Putting everything together, if $U := (U_1 \oplus 1_{n-km}) U_0$, then $U \in M_n(\mathbb{C})$ is a unitary such that $$ U \theta(A) U^\ast = (A^{\oplus k}) \oplus 0_{n-km}, \; \forall A \in M_m(\mathbb{C}). $$ Note that by construction, $$ k = \frac{\operatorname{rank}\theta(1_m)}{m} $$ is a complete unitary equivalence invariant of $\ast$-homomorphisms $\theta : M_m(\mathbb{C}) \to M_n(\mathbb{C})$. Indeed, this is precisely the label on the single edge of the Bratteli diagram of such a $\ast$-homomorphism between matrix algebras. Explicitly, let $\theta_1, \theta_2 : M_m(\mathbb{C}) \to M_n(\mathbb{C})$ be $\ast$-homomorphisms, and for $i=1,2$, let $$ k_i = \frac{\operatorname{rank}\theta_i(1_m)}{m} $$ and let $U_i \in M_n(\mathbb{C})$ be the unitary such that $$ U_i \theta_i(A) U_i^\ast = A^{\oplus k_i} \oplus 0_{n - k_i m}. $$ If $k_1 = k_2 =: k$, then $$ U_1 \theta_1(A) U_1^\ast = A^{\oplus k} \oplus 0_{n-km} = U_2 \theta_2(A) U_2^\ast, $$ so that $$ \theta_2(A) = U \theta_1(A) U^\ast, \; \forall A \in M_m(\mathbb{C}), \quad U := U_2^\ast U_1 \in U(n), $$ as required. If, instead, $k_1 \neq k_2$, then $\operatorname{rank}\theta_1(1_m) \neq \operatorname{rank}\theta_2(1_m)$, and hence, as Martin pointed out in his comment, $\theta_1(1_m)$ and $\theta_2(1_m)$ cannot possibly be similar, ruling out unitary equivalence of $\theta_1$ and $\theta_2$.

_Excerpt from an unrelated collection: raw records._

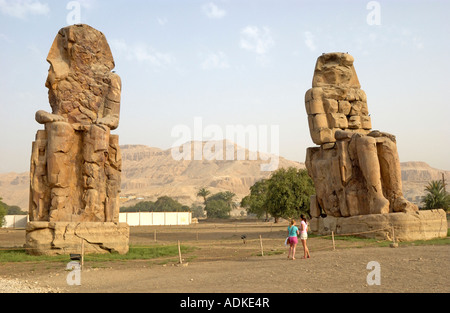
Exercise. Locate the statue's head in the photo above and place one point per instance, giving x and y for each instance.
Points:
(80, 64)
(335, 69)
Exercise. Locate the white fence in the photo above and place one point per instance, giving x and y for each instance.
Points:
(15, 221)
(156, 218)
(133, 219)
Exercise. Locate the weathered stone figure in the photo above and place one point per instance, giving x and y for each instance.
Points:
(76, 162)
(356, 171)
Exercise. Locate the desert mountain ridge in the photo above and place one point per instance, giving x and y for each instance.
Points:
(148, 173)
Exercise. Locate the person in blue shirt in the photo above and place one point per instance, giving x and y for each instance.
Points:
(293, 232)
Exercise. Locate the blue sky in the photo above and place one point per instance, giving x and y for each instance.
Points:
(237, 62)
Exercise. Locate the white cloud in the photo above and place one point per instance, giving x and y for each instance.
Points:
(215, 61)
(22, 8)
(213, 11)
(141, 53)
(309, 41)
(256, 40)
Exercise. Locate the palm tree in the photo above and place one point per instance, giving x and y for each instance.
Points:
(436, 197)
(203, 192)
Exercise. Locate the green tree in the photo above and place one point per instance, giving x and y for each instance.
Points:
(436, 197)
(167, 204)
(255, 202)
(203, 192)
(217, 209)
(288, 193)
(219, 205)
(143, 206)
(197, 211)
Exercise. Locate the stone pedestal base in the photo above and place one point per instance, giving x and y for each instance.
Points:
(420, 225)
(54, 238)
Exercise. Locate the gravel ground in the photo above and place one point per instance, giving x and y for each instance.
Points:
(24, 286)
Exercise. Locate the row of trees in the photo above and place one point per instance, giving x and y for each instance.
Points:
(162, 204)
(218, 205)
(436, 196)
(286, 194)
(9, 210)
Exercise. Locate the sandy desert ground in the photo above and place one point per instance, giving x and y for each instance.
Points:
(222, 263)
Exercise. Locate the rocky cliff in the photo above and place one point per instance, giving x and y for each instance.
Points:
(149, 173)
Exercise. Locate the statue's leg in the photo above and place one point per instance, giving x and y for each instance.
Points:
(61, 172)
(391, 176)
(370, 168)
(95, 153)
(113, 170)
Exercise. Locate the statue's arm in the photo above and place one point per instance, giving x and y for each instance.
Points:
(111, 113)
(43, 117)
(377, 133)
(343, 134)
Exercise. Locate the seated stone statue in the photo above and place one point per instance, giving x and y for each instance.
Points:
(76, 162)
(355, 170)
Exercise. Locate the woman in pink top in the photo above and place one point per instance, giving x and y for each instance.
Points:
(304, 236)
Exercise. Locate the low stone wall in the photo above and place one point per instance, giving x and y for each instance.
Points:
(420, 225)
(54, 238)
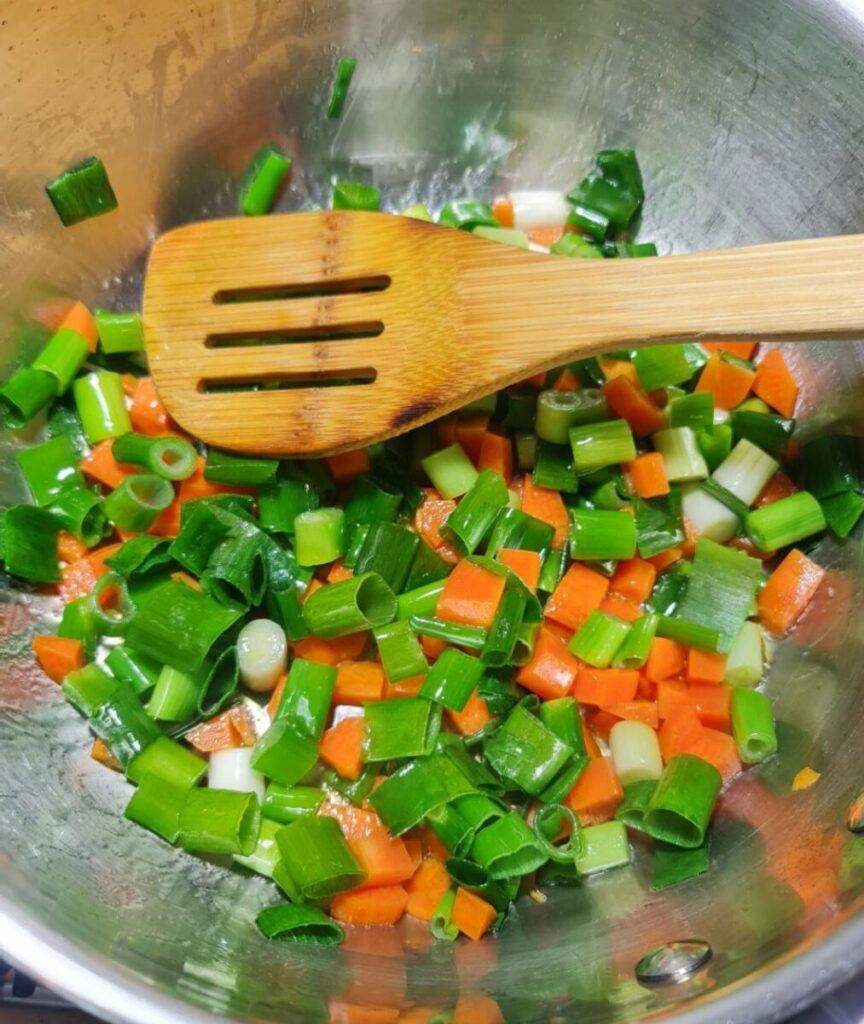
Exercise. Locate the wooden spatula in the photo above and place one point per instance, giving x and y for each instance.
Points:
(309, 334)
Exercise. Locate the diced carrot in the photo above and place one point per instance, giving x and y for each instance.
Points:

Finally, in the case that you are considering of $\ast$-homomorphisms $\theta : M_3(\mathbb{C}) \to M_7(\mathbb{C})$, since $7 = 2 \cdot 3 + 1$, the unitary equivalence classes of non-trivial such $\ast$-homomorphisms are given by:

  1. the case where $k=1$, so that there exists some unitary $U \in M_7(\mathbb{C})$ such that $$ U \theta(A) U^\ast = \begin{pmatrix} A & 0_{3 \times 4} \\ 0_{4 \times 3} & 0_{4}\end{pmatrix}; $$
  2. the case where $k=2$, so that there exists some unitary $U \in M_7(\mathbb{C})$ such that $$ U \theta(A) U^\ast = \begin{pmatrix} A & 0_3 & 0_{3 \times 1} \\ 0_3 & A & 0_{3 \times 1} \\ 0_{1 \times 3} & 0_{1 \times 3} & 0_1 \end{pmatrix}. $$

In either case, the matrix $U$ is determined, as outlined above, by $P := \theta(1_m)$, and specifically by the unitary $S : P\mathbb{C}^n \to (\mathbb{C}^m)^{\oplus k}$ realising the induced unital $\ast$-representation of $M_m(\mathbb{C})$ on $P\mathbb{C}^n$ as a direct sum of irreducible representations, each of which is necessarily unitarily equivalent to the standard representation on $\mathbb{C}^m$.